In 2013, South Dakota state government introduced pay for performance for “career banded” state employees—accountants/auditors, information technologists, nurses, environmental scientists, and engineers. Each year, state employees in those fields have received 0% to 4.5% raises, depending on their scores on the Accountability and Competency Evaluation.
But as we know, money’s tight in Pierre, and the Governor has to pick his priorities. Performance pay is not one of those priorities: instead of trying to quantify how well each of the thousand-some career-banded state workers does her or his job, the Governor is asking the Legislature to give them all the same 1% raise as the rest of state government’s nearly 12,000-strong workforce.
This proposal gets me thinking about Governor Daugaard’s evolution of thinking on teacher pay. When he first turned his attention to South Dakota’s abysmal teacher pay in 2012, Governor Daugaard tried to create a merit pay system. Voters recognized merit pay doesn’t work and rejected his plan at the polls. When our chastened Governor returned to the teacher pay issue in 2016, he simply advocated raises for all teachers, with no mention of merit pay.
In education and now in state government, Governor Daugaard appears to be acknowledging that merit pay is not an essential part of recruiting and retaining a good workforce.
Merit pay may not work as Cory said but recruiting and retaining quality workers requires competitive pay.
Merit pay for government workers is a fallacy, mal-adapted from the private sectors perverse “profit” motive. Do we really want to incentivize: cops for making more arrests? firemen responding to more calls? judges hearing more cases? teachers with more students in the classroom? bureaucrats for shuffling more papers, or spending less time with us when we have a problem? lawmakers for making more laws?
Government should have merit promotion. Government must have the means to protect due process while timely retraining or firing sub-standard performers. Government merit pay — no way, for soon everyone or nearly everyone is Lake Wobegon’s ‘above average’.

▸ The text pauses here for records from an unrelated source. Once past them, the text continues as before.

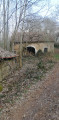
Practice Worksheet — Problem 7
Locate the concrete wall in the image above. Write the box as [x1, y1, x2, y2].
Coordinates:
[14, 42, 54, 53]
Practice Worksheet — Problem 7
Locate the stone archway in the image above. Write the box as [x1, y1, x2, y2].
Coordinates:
[26, 46, 36, 55]
[44, 48, 48, 53]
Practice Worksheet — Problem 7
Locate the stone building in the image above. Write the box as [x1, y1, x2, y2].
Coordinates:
[12, 32, 54, 54]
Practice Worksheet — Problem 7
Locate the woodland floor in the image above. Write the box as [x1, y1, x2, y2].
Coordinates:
[0, 48, 59, 120]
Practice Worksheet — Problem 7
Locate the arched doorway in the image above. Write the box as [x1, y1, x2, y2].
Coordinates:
[26, 46, 35, 55]
[44, 48, 48, 53]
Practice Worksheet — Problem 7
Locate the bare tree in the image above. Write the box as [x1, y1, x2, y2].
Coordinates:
[3, 0, 6, 49]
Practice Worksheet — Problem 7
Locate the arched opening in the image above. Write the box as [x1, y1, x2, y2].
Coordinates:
[27, 46, 35, 55]
[44, 48, 48, 53]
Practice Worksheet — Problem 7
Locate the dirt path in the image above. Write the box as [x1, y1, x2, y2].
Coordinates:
[2, 63, 59, 120]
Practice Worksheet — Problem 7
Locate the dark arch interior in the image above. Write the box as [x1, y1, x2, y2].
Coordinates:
[27, 47, 35, 55]
[44, 48, 48, 53]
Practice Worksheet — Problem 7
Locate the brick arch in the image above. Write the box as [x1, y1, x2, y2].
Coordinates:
[26, 45, 38, 54]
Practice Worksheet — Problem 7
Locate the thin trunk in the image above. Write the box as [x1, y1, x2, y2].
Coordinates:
[20, 0, 27, 68]
[3, 0, 6, 49]
[6, 0, 9, 49]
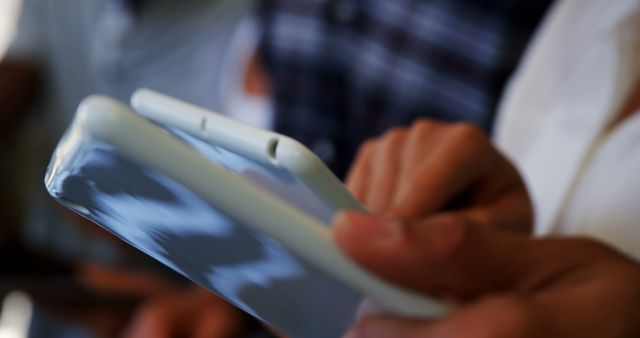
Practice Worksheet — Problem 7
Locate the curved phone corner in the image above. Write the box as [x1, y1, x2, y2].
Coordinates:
[72, 95, 133, 138]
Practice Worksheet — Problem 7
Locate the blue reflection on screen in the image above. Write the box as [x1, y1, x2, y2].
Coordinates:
[47, 127, 362, 338]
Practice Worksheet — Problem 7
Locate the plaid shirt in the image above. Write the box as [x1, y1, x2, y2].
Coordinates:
[261, 0, 551, 176]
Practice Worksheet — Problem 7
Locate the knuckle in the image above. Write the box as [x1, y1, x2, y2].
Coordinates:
[411, 118, 439, 133]
[473, 296, 548, 338]
[451, 122, 486, 141]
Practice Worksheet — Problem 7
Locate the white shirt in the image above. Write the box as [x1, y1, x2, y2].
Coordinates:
[496, 0, 640, 259]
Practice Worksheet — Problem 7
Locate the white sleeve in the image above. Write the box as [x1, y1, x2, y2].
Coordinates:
[5, 0, 47, 62]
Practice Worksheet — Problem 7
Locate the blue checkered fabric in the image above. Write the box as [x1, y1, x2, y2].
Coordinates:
[261, 0, 551, 176]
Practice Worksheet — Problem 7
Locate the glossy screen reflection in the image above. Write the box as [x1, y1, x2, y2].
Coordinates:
[46, 128, 362, 338]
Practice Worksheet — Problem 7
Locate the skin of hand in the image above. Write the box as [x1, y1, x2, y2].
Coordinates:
[347, 119, 533, 233]
[123, 286, 255, 338]
[333, 213, 640, 338]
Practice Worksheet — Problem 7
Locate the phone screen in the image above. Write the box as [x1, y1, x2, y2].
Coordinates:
[46, 125, 363, 338]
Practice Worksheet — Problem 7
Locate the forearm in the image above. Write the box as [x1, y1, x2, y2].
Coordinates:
[0, 60, 39, 135]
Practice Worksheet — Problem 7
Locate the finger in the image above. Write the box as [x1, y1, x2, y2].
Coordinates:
[365, 129, 407, 214]
[393, 124, 497, 219]
[460, 189, 533, 234]
[333, 212, 589, 300]
[393, 120, 443, 218]
[346, 140, 375, 202]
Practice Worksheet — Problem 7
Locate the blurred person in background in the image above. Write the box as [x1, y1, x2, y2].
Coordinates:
[334, 0, 640, 338]
[0, 0, 270, 337]
[122, 0, 551, 337]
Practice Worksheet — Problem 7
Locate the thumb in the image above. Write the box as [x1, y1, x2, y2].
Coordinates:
[333, 212, 538, 300]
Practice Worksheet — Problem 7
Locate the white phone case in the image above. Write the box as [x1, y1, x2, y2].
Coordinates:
[45, 91, 448, 338]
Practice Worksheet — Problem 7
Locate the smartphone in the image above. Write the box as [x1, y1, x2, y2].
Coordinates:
[45, 90, 449, 338]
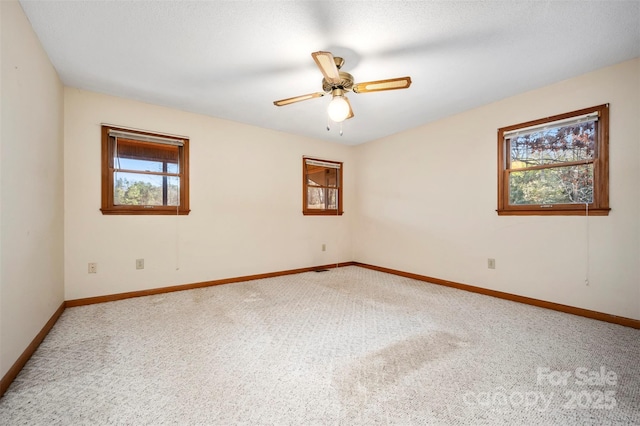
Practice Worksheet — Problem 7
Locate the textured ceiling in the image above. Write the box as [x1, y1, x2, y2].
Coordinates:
[20, 0, 640, 145]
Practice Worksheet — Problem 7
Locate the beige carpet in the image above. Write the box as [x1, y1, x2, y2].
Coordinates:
[0, 266, 640, 425]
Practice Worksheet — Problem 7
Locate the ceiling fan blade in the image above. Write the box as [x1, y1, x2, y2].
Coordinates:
[344, 96, 354, 120]
[273, 92, 325, 106]
[353, 77, 411, 93]
[311, 51, 342, 84]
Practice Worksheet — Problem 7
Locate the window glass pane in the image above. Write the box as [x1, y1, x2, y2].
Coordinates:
[509, 121, 596, 169]
[307, 165, 338, 188]
[307, 187, 325, 209]
[113, 173, 180, 206]
[509, 164, 593, 205]
[327, 189, 338, 210]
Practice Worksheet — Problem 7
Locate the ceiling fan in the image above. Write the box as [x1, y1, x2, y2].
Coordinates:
[273, 51, 411, 125]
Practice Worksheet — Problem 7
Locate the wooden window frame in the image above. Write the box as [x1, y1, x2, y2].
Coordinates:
[497, 104, 611, 216]
[100, 125, 191, 216]
[302, 157, 344, 216]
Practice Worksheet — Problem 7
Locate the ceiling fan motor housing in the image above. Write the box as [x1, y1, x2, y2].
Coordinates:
[322, 71, 353, 93]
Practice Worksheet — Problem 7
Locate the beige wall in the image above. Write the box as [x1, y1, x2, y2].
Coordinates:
[353, 59, 640, 319]
[0, 1, 64, 377]
[64, 88, 355, 300]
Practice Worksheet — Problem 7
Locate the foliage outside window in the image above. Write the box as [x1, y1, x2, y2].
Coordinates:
[302, 158, 343, 216]
[101, 126, 189, 215]
[497, 104, 610, 215]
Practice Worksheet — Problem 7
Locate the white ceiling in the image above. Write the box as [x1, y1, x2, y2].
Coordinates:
[20, 0, 640, 145]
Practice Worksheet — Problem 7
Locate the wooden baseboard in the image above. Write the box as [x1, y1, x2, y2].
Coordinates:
[352, 262, 640, 329]
[0, 262, 640, 397]
[0, 302, 66, 397]
[65, 262, 354, 308]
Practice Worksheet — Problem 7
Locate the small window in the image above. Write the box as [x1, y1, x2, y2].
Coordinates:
[302, 158, 342, 216]
[498, 104, 610, 216]
[101, 126, 189, 215]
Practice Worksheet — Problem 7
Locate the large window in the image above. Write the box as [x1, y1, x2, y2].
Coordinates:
[101, 126, 189, 215]
[302, 158, 342, 216]
[498, 104, 610, 215]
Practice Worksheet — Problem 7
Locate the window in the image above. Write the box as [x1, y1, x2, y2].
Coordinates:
[101, 125, 189, 215]
[302, 158, 343, 216]
[498, 104, 610, 216]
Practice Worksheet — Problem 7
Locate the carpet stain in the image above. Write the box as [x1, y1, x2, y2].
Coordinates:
[335, 332, 469, 410]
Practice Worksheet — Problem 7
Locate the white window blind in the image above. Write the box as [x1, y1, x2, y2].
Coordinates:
[109, 130, 184, 146]
[304, 158, 340, 169]
[504, 112, 598, 139]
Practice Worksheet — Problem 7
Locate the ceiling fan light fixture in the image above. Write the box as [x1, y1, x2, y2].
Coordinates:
[327, 94, 351, 123]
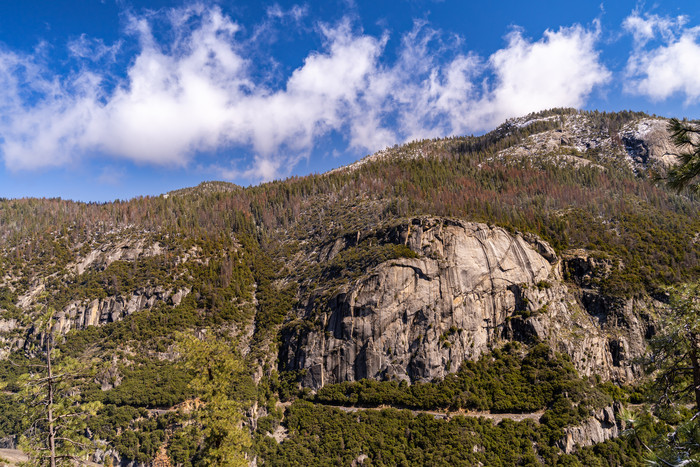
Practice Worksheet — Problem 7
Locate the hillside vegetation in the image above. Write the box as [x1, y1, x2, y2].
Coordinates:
[0, 109, 700, 465]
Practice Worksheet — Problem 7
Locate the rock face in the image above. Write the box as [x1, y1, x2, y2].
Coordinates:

John, as I read through the dreary pablum of the state employees’ evaluation rubric, I saw the kind of “everyone is above average” thinking you speak of. The ratings are Unsatisfactory, Successful 1, Successful 2, Successful 3, and Exceptional. Good grief, why not keep it simple: either you’re successful or you’re not. Either your performance justifies keeping you on the job or it doesn’t. Let merit pay be (1) getting to stay and (2) as you suggest, getting promoted.
And as Mark says, if you offer a competitive wage to start with, you’ll be that much more likely to have good candidates walking in the door to interview.